Later, when pressed for a bit more explanation, Turney puts it another way.

"The ethical rules for lawyers are minimum standards," she says. "So there are a lot of things that might not fit with your moral code or my moral code, that might not be violations of the ethics code of conduct."

Finkel does not see the situation in those terms. After the appeals court reversed the sanctions against Jakubczyk, the doctor shot off a letter of complaint to Turney. He apparently was not aware of her vision of the Bar's responsibilities.

In typical Finkel style, the letter is full of florid language and complaints about Jakubczyk. One sentence more or less sums up its main point: "What is the State Bar going to do to insure that its rules, regulations and disciplinary processes are adequate to cover developing art forms of misconduct?"

Turney's letter of reply was careful and lawyerly.
"The simple answer to your question," she wrote, "is that, according to the [appeals] court's ruling, there was no violation of its rules and, therefore, no basis to invoke disciplinary processes."

Finkel has an opinion about Turney's response. It's not careful at all.
"I pray to the Bar for relief," he says, "and they give me the finger."

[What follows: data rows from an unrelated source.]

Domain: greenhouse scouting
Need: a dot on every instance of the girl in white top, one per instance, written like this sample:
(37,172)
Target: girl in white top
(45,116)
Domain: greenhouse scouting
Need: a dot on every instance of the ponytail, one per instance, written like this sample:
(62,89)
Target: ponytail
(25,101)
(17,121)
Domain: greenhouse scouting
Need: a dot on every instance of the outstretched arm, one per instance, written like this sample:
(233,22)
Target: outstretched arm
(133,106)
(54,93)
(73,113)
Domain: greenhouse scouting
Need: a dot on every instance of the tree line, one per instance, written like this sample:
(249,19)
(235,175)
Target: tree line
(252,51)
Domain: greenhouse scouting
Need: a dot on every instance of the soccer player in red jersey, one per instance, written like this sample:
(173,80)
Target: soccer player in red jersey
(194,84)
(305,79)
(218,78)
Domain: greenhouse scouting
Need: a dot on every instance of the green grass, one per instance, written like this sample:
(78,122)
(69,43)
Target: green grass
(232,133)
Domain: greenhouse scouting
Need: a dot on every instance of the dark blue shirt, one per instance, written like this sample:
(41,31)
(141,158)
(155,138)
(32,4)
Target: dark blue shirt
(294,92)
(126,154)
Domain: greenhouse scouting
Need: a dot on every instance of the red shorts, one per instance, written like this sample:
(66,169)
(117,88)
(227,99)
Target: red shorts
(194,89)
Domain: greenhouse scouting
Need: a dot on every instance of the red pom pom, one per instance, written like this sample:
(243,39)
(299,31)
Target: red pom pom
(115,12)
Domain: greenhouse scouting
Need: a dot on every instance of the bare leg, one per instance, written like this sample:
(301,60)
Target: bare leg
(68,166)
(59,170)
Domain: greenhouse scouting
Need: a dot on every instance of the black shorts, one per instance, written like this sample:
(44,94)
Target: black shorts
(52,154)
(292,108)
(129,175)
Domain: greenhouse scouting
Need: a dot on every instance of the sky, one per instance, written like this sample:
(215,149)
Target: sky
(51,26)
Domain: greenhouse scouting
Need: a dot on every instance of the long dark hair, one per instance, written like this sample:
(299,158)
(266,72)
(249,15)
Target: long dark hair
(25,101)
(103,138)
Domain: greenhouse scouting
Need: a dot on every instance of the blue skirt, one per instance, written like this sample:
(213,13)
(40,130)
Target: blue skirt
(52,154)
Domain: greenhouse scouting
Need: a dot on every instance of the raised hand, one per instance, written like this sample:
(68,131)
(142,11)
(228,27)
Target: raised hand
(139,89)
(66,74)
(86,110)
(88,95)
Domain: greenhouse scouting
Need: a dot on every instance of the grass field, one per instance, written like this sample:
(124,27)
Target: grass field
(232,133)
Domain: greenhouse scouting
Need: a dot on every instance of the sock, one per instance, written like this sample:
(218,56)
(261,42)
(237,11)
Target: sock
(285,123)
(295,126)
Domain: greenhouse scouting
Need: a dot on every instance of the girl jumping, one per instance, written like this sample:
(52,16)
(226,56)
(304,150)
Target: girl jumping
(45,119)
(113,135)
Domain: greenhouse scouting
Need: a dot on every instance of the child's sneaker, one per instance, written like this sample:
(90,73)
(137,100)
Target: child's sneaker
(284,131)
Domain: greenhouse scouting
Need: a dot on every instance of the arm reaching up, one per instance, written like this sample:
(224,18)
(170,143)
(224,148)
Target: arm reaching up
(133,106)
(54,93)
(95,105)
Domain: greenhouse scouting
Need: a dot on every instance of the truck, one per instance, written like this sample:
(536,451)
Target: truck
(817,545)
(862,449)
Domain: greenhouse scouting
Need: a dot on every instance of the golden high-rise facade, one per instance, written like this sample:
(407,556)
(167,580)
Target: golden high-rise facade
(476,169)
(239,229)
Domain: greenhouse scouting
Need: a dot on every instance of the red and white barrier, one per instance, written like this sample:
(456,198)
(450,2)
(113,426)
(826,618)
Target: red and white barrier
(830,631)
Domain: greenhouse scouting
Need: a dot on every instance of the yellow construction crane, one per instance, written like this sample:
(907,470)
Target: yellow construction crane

During a couple of weeks of research, I was able to find eight abortion malpractice lawsuits in which John Jakubczyk has represented a plaintiff. Two of the cases are in fairly early stages, so it's hard to say how they will turn out.

In one of the cases that is complete, Jakubczyk apparently won a small amount of money for the client (one account puts it at $6,000; Jakubczyk declines to comment).

The other five netted Jakubczyk's clients nothing, as far as I can tell. Here's what his rigorous malpractice screening standards produced:

In a case that actually made it to court in 1987, a woman sought $2.1 million in damages. A jury rejected the claim.

Both malpractice suits Jakubczyk filed against Finkel were dismissed long before getting anywhere near a trial. No damages were awarded.